Just looked at the corpus and I know my examples sent to you this morning included one or two message.pdf attachments. The corpus has S:message.pdf listed with only one Spam count from 7/10/07; there is no straight message.pdf listed.

Michael_Tsai · July 20, 2007, 7:49am

None of the four false negative files that you sent me included “message.pdf” attachments, though they did have PDFs with other names.

The log shows two messages (one from 6/27 and one from 7/11) that had “message.pdf” in the subject (that’s what “S:message.pdf” means), both of which SpamSieve figured out were spam on its own. On 7/15 SpamSieve classified a message with subject “Re:” as spam, partially because it contained an attachment named “message.pdf”.

The log file included some other information that I found useful and that I will use to improve the next version of SpamSieve.

sharkez · July 20, 2007, 8:05am

My mistake, it looks like you are correct Spamsieve found the two with message.pdf and made them spam before I saw them. The two i sent had “complaint.pdf” and magazine.pdf"

It makes me wonder, is it possible to have a rule that filters it out if all that is in the message is a single pdf (no text) not from someone in you address book?

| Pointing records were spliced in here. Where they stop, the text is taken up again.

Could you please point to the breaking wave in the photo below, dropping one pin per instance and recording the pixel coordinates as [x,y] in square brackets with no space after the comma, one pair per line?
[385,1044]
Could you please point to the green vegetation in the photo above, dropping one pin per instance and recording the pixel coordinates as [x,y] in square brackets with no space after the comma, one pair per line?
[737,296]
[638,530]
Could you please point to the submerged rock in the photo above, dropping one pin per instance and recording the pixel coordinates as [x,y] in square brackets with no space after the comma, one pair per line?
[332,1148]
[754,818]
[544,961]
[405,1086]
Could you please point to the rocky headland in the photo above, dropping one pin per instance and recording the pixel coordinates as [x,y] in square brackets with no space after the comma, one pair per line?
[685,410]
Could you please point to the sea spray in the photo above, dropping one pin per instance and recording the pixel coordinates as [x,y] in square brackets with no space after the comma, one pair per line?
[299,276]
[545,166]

Michael_Tsai · July 20, 2007, 8:30am

You can’t do exactly that, but you could create a blocklist rule that says “Any Attachment Name Ends With .pdf”, and if you have Use Mac OS X Address Book checked it will automatically not affect messages from people in your address book. However, I don’t expect that to be necessary. You can improve SpamSieve’s accuracy by resetting the corpus and re-training it with some more recent messages or simply wait for the next version.

trb · July 27, 2007, 4:04am

distinguish good and bad pdfs?

I got quite a number of PDF spam these days as well. I have not elected to
mark them as junk, because I do receive lots of legitimate pdfs.
Will Spamsieve differentiate between them?

best wishes
T

Michael_Tsai · July 27, 2007, 6:01am

If you expect to get good accuracy it’s essential that you tell SpamSieve the truth. If you get a PDF spam and let SpamSieve think that it’s good, not only will more PDF spams get through, but SpamSieve will also start letting other spam messages through, and possibly even think that some good messages are spam.

Yes, SpamSieve can learn the difference between spammy PDFs and good ones.

Michael_Tsai · August 3, 2007, 11:52am

SpamSieve 2.6.3 is much better at analyzing messages containing PDF attachments. Some improvements will take effect automatically, but to get the full benefit you’ll need to reset SpamSieve’s corpus and re-train it. I would only bother doing that if you find, several days after updating to 2.6.3, that PDF spams are still getting through. That won’t be the case for most users.